Noninferiority trials are becoming more common. Their design often requires investigators to "trade" a secondary benefit for efficacy. Use of mortality as an outcome of interest leads to important ethical conflicts whereby researchers must establish a minimal clinically important difference for mortality, a process which has the potential to result in problematic conclusions. We sought to investigate the frequency of the use of mortality as an outcome in noninferiority trials, as well as to determine the average pre-specified noninferiority ("delta") values. We searched MEDLINE for reports of parallel-group randomized controlled noninferiority trials published in five high-impact general medical journals. Data abstracted from articles including trial design parameters, results, and interpretation of results based on CONSORT recommendations.
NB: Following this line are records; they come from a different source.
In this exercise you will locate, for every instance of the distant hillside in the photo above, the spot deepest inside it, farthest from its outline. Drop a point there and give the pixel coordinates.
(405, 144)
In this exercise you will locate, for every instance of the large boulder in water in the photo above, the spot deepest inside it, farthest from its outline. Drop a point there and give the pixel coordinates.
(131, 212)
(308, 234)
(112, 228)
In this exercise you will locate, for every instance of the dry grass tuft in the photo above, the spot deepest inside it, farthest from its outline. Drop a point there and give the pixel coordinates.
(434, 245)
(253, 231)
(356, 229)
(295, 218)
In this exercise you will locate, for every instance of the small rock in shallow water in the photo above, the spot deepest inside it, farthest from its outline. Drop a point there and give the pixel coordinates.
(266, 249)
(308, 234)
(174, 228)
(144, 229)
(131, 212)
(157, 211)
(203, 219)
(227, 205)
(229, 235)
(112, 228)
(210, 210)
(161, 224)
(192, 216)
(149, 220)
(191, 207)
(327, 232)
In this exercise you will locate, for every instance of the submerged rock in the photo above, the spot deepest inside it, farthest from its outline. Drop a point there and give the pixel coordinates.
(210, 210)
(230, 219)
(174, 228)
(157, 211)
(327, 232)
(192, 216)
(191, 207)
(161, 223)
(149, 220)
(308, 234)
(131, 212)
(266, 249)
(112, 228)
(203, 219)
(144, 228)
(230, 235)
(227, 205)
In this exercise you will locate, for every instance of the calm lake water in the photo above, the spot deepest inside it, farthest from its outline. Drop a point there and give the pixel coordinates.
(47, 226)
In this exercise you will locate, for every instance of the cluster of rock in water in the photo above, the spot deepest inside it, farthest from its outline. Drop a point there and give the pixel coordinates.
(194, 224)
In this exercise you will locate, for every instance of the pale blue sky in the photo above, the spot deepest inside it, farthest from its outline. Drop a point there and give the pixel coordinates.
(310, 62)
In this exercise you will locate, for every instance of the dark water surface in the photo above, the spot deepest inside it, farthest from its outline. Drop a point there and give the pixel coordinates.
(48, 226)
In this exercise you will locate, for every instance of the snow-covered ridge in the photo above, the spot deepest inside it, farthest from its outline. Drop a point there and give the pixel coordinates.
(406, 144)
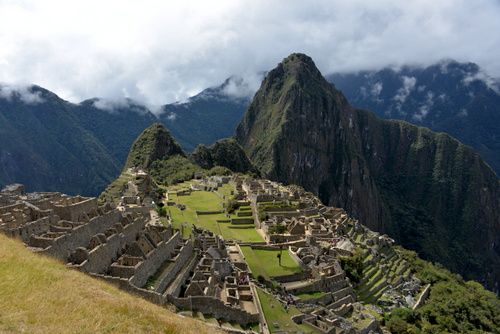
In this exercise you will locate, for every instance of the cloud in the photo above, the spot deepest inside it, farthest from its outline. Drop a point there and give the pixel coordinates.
(243, 87)
(172, 116)
(489, 81)
(161, 52)
(24, 92)
(423, 110)
(403, 92)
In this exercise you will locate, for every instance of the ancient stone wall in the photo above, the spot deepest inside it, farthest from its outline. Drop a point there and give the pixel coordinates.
(25, 231)
(80, 236)
(73, 207)
(155, 259)
(209, 305)
(100, 258)
(178, 263)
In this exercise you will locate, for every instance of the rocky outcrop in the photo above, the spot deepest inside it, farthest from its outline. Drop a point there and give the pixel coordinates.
(226, 153)
(153, 144)
(427, 190)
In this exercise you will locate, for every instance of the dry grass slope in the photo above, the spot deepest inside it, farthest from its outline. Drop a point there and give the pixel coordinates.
(39, 295)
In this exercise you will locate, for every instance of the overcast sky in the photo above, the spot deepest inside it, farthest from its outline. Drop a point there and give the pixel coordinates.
(159, 52)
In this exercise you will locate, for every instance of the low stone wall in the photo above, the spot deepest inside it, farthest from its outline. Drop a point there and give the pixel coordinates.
(292, 277)
(154, 260)
(209, 305)
(184, 276)
(100, 258)
(81, 235)
(423, 297)
(73, 211)
(179, 261)
(125, 285)
(208, 212)
(237, 221)
(327, 284)
(25, 231)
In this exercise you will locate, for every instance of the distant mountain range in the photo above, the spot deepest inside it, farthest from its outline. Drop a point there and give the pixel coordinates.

One hundred seventy-three manuscripts reporting 196 noninferiority comparisons were included in our analysis. Of these, over a third (67 trials) used mortality either as their sole endpoint (11 trials) or as part of a composite endpoint (56 trials). Nine trials were consort A, 21 trials consort B, 19 trials consort C, 12 were consort F, 4 consort G, and 2 were consort H. Four analyses showed statistically significant more deaths in the new treatment arm, while meeting consort criteria as "inconclusive" (consort G), (Behringer et al. in Lancet. 385(9976):1418-1427, 2015; Kaul et al. in N Engl J Med. 373(18):1709-1719, 2015; Bwakura-Dangarembizi et al. in N Engl J Med. 370(1):41-53, 2014) and thirteen trials utilizing mortality as an endpoint and had an absolute increase of > 3%, and six had an absolute increase of > 5%. The use of mortality as an outcome in noninferiority trials is not rare and scenarios where the new treatment is statistically worse, but a conclusion of noninferiority or inconclusive do occur. We highlight these issues and propose simple steps to reduce the risk of ethically dubious conclusions.